There’s a conversation that I’ve had a few times in the last ~10 years that I’ve
been a software engineer, that goes something like this. Databases are known to
be a hard problem. Databases are the central scalability bottleneck of many
large engineering organizations. At the same time, major tech companies like
Google and Facebook have famously built in-house proprietary databases that are
extremely robust, powerful, and scalable, and are the lynchpins of their
business. Likewise, both open source and commercial database offerings have been
rapidly evolving to meet the scalability problems that people face. So the
question is: will we reach a point where one or a small number of open source or
commercial databases become so good, so powerful, and highly available, and so
horizontally scalable that other solutions will fall by the wayside? That is,
will we converge on just a few commodified databases?
A number of smart people I’ve worked with seem to think that this is the case.
However, I’m skeptical, or think that if it is the case it will be a very long
The first part of my reasoning here hinges on why the database world has become
so fragmented today. When the first relational databases came to market in the
late seventies and early eighties they actually came to market in co-evolution
with the SQL standard. The first commercial SQL database on the market was from
Oracle in 1979 followed very closely by SQL databases from other companies like
IBM (who published their first SQL database in 1981). The reason that these
companies came to market with SQL databases at nearly the same time is because
the SQL standard had been a number of years in the making at that point. EF Codd
published his seminal paper “A Relational Model of Data for Large Shared Data
Banks” in 1970, and throughout the 1970s people at IBM and elsewhere had been
designing the SQL standard.
For at least 25 years SQL reigned supreme as the de facto way to query and
interact with large databases. The standard did evolve, and there were always
other offerings, especially in the embedded world or in special purpose
applications like graph databases or hierarchical databases.

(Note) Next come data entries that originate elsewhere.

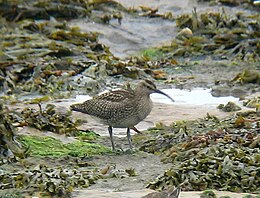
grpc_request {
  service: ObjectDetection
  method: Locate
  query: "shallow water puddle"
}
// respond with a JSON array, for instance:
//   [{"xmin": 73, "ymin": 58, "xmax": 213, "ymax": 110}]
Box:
[{"xmin": 151, "ymin": 88, "xmax": 239, "ymax": 106}]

But the reality is
that for several decades, when people were talking about large scale databases
they were nearly always talking about large scale SQL databases.

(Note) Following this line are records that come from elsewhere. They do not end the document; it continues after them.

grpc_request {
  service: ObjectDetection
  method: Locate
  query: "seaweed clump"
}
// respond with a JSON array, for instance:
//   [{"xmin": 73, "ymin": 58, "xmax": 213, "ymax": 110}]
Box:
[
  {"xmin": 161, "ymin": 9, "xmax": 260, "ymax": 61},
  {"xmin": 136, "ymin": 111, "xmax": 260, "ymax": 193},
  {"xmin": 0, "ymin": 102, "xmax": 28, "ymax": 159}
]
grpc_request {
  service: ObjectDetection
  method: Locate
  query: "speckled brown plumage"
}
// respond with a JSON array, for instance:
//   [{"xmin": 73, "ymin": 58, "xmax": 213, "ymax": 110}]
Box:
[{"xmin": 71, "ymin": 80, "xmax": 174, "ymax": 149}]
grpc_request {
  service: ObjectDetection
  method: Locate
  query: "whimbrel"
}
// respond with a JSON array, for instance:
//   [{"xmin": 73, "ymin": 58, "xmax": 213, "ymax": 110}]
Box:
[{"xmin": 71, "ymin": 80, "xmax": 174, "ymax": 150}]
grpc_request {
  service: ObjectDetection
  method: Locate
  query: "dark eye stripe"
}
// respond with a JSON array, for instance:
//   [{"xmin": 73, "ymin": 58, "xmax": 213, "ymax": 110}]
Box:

However, if you want to build a really big highly partitioned database, SQL is
not a great way to go. The relational data model makes partitioning
difficult—you generally need application specific knowledge to efficiently
partition a database that allows joins. Also, in many cases the SQL standard
provides too much functionality. If you relax some of the constraints that SQL
imposes there are massive performance and scaling wins to be had.
The thing is, while SQL certainly has a lot of defficiencies, it’s at least a
standard. You can more or less directly compare the feature matrix of two
relational databases. While every benchmark has to be taken with a grain of
salt, the fact that SQL is a standardized language means it’s possible to create
benchmarks for different SQL databases and compare them that way. The
standardization of SQL is a big part of the reason why it’s kept hold for so
Non-relational databases and NewSQL databases like
RocksDB, and many others all take the traditional SQL
database model and modify it in different ways, in some cases drastically. This
means these databases are hard to directly compare to each other because their
features and functionality differ so much.
There are also orders-of-magnitude improvements to be had by relaxing certain
durability guarantees and by having certain special purpose data structures. In
the most extreme example, a database that consists of an append-only log can max
out hard drives on write speed even though such a database would be infeasibly
inefficient to query. You could still think of such a thing as a database, and
this is similar to what something like
or Scribe or
Kafka is. Likewise, a database that consists of a
properly balanced hash table can provide extremely efficient reads for single
keys at the cost of sacrificing the ability to do range queries and at the cost
of potentially expensive rebalancing operations. For instance, in the most
extreme example a read-only database like cdb can do
reads with one disk seek for misses and two disk seeks for successful lookups.
There are so many different tradeoffs here in terms of durability gurantees,
data structures, read performance, write performance, and so on that it’s
impossible to prove that one database is more efficient than another.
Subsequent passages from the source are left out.